I appeal to everyone who has an interest in the baboons not to depend on other people’s opinions, but to dig for the truth by looking at all the factual information and data, and to fully understand all aspects of the issue so that an informed decision can be taken. This is important because the baboons’ lives and wellbeing are at stake, and if we make the wrong decision, we could be causing more harm.

From the information that has been shared on various platforms, it seems that over the last 12 – 18 months two baboons have been run over, two were poached and turned into bush meat, one female was shot dead (and her baby lost), and one old female was badly bitten by dogs. So out of seven recorded deaths, six were directly at the hands of man. This does not even include the injured baboons – those who were shot at, stoned, and had dogs set on them – the list is long. People do not need to be protected from the baboons – baboons need to be protected from people!

Clearly, if we look around the world, mankind is the most destructive, unrelenting and pervasive threat to nature and wildlife. This is undisputed. Any natural havens that have been carved out for nature preservation are always under threat from external anthropogenic pressures.

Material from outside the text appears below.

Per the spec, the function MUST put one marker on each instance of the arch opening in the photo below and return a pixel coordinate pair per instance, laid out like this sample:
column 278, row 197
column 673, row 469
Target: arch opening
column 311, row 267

The only question we should consider here is: What is best for the baboons? It is not about what you want, or what I want, but what is in their best interest. How can we keep this troop of baboons safe from humans?

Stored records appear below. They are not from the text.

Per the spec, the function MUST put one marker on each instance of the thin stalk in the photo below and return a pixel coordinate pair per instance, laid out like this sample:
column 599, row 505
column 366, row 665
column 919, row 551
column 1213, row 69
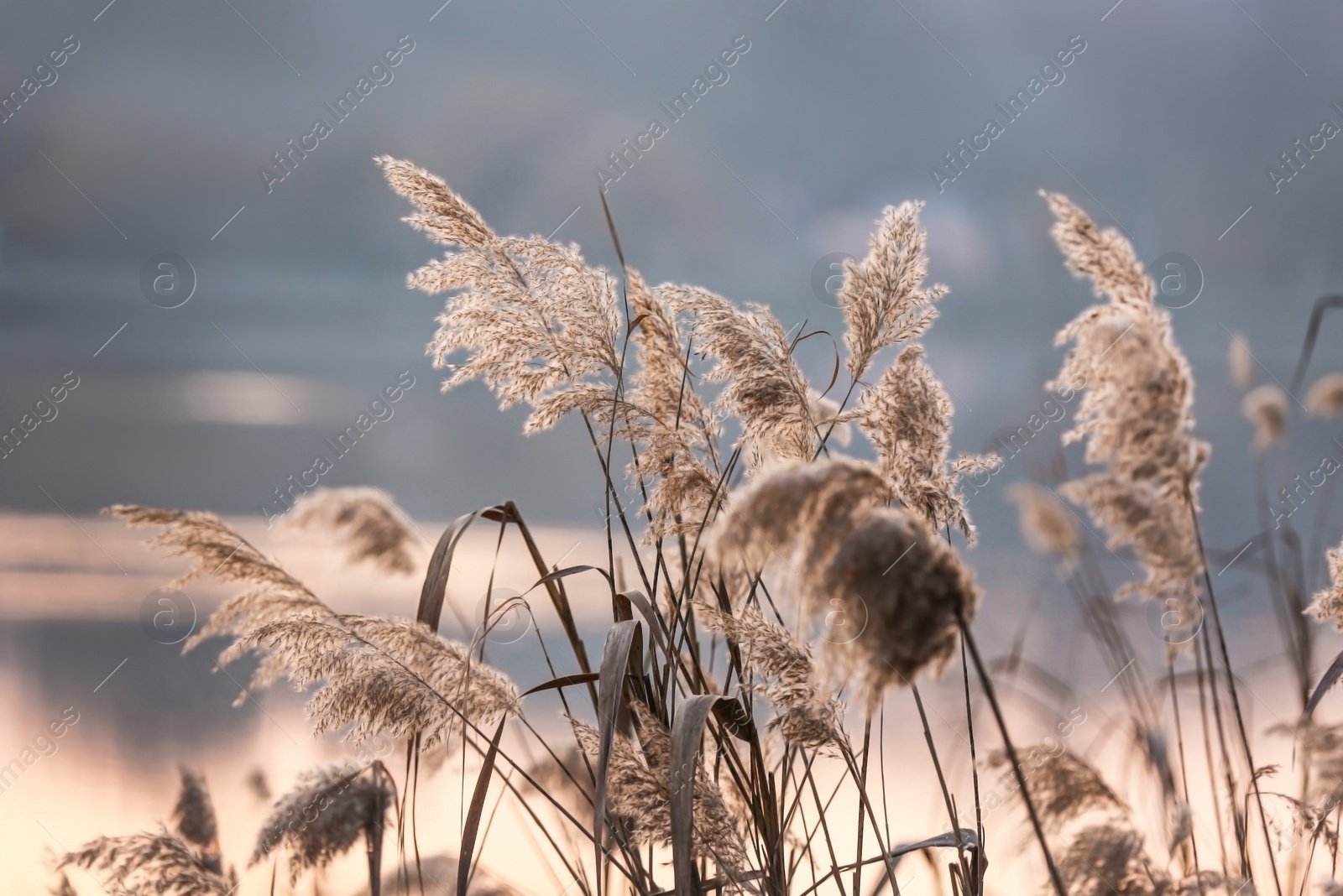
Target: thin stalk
column 1058, row 879
column 1231, row 687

Baboons are drawn to houses, refuse sites, bins etc. due to the fact that they provide a high-energy food source, which they don’t have to forage for in their natural habitat. This readily available food is bad for them compared to their natural diet, and results in bad teeth, obesity, sugar addictions… simply put, our food is bad for their health. To get to houses, they have to cross busy roads, and run the gauntlet of some humans who are cruel and uncaring.

Many have rightly argued that the bins and waste area must be sorted out. However, the Municipality has been unable to successfully deal with this, and the waste area at the library is still open. Very little action has been taken, despite promises and discussions. It seems it will be at least another six months or more before lockable bins can be enforced.

Clarence Drive is a provincial road, not municipal. Any actions on Clarence Drive (speed limits, calming measures etc.) are likely to involve processes that could take years. What will happen to the baboons in the meantime? While fully aware that we live in a biosphere, the reality is that in the urban areas, it is clearly too dangerous for the baboons. Something has to change if we really do care about the baboons. If we continue to cling to the romanticised notion of living with the baboons in our village, it will only end in more baboon deaths, because some humans will kill them, despite others’ best efforts and desire to prevent this from happening.

For me a safe baboon is a baboon out of town, beyond Clarence Drive and the unpredictable and dangerous people in every community – not just ours. We should not try to make them our ‘friends’ and in doing so love them to death. Any decisions we make, or support we offer, please, let it be based on what is best for the baboons.